On March 12, 2008, after defensive coordinator Bill Miller left to be the Louisville Cardinals football linebacker coach, Western Michigan promoted Morrison to defensive coordinator, and he relinquished his recruiting coordinator role to tight ends coach Jake Moreland. He continued to serve as the linebackers coach in 2008. He converted the defensive scheme from a two-gap scheme to a one-gap scheme upon taking over as defensive coordinator. His coaching style is considered a compromise between styles of the previous coordinators: the highly enthusiastic Shafer style and the laid back Miller style. The 2008 Western Michigan Broncos football team compiled a 9-3 (6-2 conference) record earning them a trip to the 2008 Texas Bowl to face the Rice Owls. His defense ranked toward the middle of the MAC. Rice blew out Western Michigan by taking a 38-0 lead before allowing two late fourth quarter touchdowns for a 38-14 final score. On the eve of the Bowl game, the Broncos signed head coach Cubit to a five-year extension and there was no indication he intended to make any changes in his staff. Morrison's 2008 defense produced first-team All-MAC selection Louis Delmas, who appeared in the January 24, 2009 Senior Bowl and was the first safety chosen in the 2009 NFL draft. After a disappointing 2009 Western Michigan season in which WMU ranked 102 out of 120 Division I teams, Morrison was fired and replaced by former Hofstra coach Dave Cohen.
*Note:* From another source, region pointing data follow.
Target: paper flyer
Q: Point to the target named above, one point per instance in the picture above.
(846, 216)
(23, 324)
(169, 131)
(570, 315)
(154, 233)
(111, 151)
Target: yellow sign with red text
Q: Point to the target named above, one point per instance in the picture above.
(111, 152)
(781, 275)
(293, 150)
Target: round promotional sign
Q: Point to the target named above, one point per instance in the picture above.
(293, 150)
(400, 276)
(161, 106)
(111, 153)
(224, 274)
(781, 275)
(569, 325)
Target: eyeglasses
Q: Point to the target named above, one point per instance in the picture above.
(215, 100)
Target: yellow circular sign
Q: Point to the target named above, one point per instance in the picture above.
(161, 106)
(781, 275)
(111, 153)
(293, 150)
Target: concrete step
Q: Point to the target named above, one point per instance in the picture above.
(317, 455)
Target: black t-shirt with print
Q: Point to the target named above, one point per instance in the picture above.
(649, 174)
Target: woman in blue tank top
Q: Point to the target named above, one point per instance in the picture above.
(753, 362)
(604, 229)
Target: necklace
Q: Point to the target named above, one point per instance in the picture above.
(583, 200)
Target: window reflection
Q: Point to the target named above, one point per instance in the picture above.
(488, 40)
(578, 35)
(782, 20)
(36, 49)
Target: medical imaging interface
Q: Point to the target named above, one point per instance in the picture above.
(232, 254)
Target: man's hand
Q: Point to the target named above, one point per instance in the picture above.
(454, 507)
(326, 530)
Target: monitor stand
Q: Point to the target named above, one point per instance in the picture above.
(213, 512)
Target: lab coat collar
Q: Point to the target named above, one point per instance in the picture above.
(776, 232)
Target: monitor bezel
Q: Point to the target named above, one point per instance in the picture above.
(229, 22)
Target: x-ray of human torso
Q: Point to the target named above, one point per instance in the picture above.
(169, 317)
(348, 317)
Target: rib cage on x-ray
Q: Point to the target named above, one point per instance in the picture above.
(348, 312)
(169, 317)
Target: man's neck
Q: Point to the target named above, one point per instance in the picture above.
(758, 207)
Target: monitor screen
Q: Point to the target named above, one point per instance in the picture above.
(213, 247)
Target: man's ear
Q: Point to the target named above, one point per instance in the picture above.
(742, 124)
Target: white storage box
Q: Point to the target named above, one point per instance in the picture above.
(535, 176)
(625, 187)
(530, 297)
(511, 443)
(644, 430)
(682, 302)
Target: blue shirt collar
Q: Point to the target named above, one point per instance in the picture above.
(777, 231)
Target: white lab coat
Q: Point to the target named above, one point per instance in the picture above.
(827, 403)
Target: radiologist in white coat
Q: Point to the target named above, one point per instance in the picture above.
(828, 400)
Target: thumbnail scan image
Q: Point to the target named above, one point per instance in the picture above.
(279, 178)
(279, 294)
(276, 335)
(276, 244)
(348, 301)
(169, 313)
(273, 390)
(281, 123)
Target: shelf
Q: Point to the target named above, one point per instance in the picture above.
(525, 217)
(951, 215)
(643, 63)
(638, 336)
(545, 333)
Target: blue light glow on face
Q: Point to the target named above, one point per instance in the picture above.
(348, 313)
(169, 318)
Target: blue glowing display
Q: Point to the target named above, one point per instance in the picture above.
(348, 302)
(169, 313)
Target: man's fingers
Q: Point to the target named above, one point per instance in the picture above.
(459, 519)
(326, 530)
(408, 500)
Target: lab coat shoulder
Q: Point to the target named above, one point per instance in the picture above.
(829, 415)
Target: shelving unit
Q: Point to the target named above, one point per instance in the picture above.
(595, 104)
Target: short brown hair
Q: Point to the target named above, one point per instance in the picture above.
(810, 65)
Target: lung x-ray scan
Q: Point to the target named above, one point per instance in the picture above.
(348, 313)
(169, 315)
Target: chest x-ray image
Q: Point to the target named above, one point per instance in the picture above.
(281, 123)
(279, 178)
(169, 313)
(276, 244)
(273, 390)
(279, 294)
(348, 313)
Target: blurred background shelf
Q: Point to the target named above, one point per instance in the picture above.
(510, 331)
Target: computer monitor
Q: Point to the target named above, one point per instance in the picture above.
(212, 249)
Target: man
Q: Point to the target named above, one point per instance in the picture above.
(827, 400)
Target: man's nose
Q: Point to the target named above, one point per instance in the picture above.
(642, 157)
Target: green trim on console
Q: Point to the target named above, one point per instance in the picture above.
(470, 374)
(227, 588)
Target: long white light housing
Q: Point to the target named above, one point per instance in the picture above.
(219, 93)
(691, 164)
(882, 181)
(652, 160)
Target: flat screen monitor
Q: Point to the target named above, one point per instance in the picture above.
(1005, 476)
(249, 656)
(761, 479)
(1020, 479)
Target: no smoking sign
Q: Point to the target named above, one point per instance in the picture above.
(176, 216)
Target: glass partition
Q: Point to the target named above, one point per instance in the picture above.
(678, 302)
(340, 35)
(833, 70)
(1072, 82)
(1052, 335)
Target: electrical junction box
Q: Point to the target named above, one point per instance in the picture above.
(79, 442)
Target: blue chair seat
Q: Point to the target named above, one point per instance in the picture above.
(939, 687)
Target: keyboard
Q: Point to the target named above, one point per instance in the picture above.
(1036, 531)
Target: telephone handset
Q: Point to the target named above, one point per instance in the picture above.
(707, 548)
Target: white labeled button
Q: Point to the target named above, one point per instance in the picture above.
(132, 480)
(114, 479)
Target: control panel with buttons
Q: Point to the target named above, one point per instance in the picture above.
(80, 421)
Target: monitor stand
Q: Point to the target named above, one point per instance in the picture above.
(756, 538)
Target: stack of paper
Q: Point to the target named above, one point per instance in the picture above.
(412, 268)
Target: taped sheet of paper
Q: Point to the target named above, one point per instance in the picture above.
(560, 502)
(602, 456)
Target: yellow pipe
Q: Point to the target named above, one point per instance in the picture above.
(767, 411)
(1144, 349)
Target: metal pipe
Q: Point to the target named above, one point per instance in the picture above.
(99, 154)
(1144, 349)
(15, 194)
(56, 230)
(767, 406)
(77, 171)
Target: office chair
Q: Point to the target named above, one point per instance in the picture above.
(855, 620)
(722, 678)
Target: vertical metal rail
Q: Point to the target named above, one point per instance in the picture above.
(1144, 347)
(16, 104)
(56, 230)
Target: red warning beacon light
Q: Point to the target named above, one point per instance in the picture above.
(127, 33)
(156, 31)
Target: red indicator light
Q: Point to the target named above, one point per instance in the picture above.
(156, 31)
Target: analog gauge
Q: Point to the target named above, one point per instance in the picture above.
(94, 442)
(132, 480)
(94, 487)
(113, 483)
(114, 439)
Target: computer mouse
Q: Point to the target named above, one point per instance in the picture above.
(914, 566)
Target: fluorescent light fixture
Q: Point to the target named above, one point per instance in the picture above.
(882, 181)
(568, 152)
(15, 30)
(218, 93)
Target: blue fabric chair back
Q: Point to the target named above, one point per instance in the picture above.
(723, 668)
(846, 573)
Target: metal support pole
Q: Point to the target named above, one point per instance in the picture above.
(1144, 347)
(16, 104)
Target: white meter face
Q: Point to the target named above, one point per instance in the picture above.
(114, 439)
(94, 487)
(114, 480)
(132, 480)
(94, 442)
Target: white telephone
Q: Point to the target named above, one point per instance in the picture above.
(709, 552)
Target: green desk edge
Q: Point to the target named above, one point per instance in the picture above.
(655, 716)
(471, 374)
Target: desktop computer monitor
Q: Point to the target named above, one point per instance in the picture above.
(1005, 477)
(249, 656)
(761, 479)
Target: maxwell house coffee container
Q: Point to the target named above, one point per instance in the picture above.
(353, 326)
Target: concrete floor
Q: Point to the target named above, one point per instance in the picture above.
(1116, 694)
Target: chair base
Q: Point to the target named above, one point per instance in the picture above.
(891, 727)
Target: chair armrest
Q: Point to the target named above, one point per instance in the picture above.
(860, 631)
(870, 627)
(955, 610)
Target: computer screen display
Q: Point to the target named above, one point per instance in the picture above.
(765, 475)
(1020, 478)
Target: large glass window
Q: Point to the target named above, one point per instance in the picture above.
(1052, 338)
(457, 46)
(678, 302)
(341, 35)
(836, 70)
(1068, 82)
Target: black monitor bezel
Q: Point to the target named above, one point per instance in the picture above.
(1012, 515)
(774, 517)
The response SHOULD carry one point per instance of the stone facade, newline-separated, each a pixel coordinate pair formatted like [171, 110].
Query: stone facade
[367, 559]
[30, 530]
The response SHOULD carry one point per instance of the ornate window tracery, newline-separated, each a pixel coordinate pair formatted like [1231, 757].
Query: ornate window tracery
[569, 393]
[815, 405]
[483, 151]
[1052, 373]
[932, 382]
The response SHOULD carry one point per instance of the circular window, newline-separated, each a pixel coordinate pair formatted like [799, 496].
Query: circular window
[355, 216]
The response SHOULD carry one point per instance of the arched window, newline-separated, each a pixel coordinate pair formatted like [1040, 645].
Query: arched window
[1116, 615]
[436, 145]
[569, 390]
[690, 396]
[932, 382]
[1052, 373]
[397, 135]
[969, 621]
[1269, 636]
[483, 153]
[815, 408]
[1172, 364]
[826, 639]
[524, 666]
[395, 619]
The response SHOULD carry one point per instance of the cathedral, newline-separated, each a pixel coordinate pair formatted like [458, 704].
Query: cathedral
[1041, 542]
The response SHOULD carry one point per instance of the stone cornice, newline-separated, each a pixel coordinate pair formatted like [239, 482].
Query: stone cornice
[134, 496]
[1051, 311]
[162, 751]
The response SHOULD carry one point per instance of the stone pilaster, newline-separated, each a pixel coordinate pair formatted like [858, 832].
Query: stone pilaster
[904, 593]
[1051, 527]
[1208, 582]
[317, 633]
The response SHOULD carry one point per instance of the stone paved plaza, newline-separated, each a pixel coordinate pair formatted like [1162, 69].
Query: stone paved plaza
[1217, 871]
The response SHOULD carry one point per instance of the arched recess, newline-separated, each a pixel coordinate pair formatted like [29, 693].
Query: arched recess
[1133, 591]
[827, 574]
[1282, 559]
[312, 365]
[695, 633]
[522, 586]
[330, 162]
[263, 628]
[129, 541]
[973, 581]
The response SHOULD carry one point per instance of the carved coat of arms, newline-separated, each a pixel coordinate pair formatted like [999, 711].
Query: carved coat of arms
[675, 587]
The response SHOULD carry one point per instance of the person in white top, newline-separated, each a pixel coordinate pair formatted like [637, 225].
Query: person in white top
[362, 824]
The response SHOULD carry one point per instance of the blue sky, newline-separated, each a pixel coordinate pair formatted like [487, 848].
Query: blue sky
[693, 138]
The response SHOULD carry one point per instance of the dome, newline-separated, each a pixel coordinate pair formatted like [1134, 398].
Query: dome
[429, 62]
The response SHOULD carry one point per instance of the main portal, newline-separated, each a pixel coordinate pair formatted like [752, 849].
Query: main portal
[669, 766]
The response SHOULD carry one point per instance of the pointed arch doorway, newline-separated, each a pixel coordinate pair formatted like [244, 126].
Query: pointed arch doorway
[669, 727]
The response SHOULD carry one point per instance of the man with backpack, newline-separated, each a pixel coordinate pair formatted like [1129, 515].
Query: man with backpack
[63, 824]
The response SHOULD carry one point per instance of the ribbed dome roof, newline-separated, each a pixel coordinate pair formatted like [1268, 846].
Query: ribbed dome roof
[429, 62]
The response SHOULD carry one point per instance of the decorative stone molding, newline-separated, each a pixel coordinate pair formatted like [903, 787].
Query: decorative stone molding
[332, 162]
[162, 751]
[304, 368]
===Eastern Michigan (2010-2011)===
Morrison served as the linebackers coach for Eastern Michigan University under head coach Ron English and defensive coordinator Phil Snow. The 2010 Eagles posted a 2-10 record.

===Syracuse (2012)===
In January 2012, Steve Morrison joined the Syracuse Orangemen football team staff as the linebackers coach, reuniting with his former Western Michigan defensive coordinator, Scott Schafer, the defensive coordinator for the Syracuse Orangemen. He also joined former Michigan teammate Tyrone Wheatley on the coaching staff. In January 2013, Morrison left the team for "personal reasons".

===Bowling Green (2019-2024)===
Morrison was hired by former Michigan teammate Scot Loeffler to be his associate head coach and linebackers coach for the Bowling Green Falcons football. In March 2025, Morrison departed from the team after six seasons with the staff.

==Family==
In college, Morrison's family hosted various teammates such as Todd Collins at Christmas time. This is part of a Michigan football tradition that when the team is playing late season Bowl games, the players from outside the Midwest spend Christmas Eve and Christmas Day morning with local families. Morrison is married to former University of Michigan softball captain Mary Campana. The couple had their third child on May 23, 2007. They now have three sons: Alexander (8–29–01), Marco (11–18–04) and Roman (5–23–07).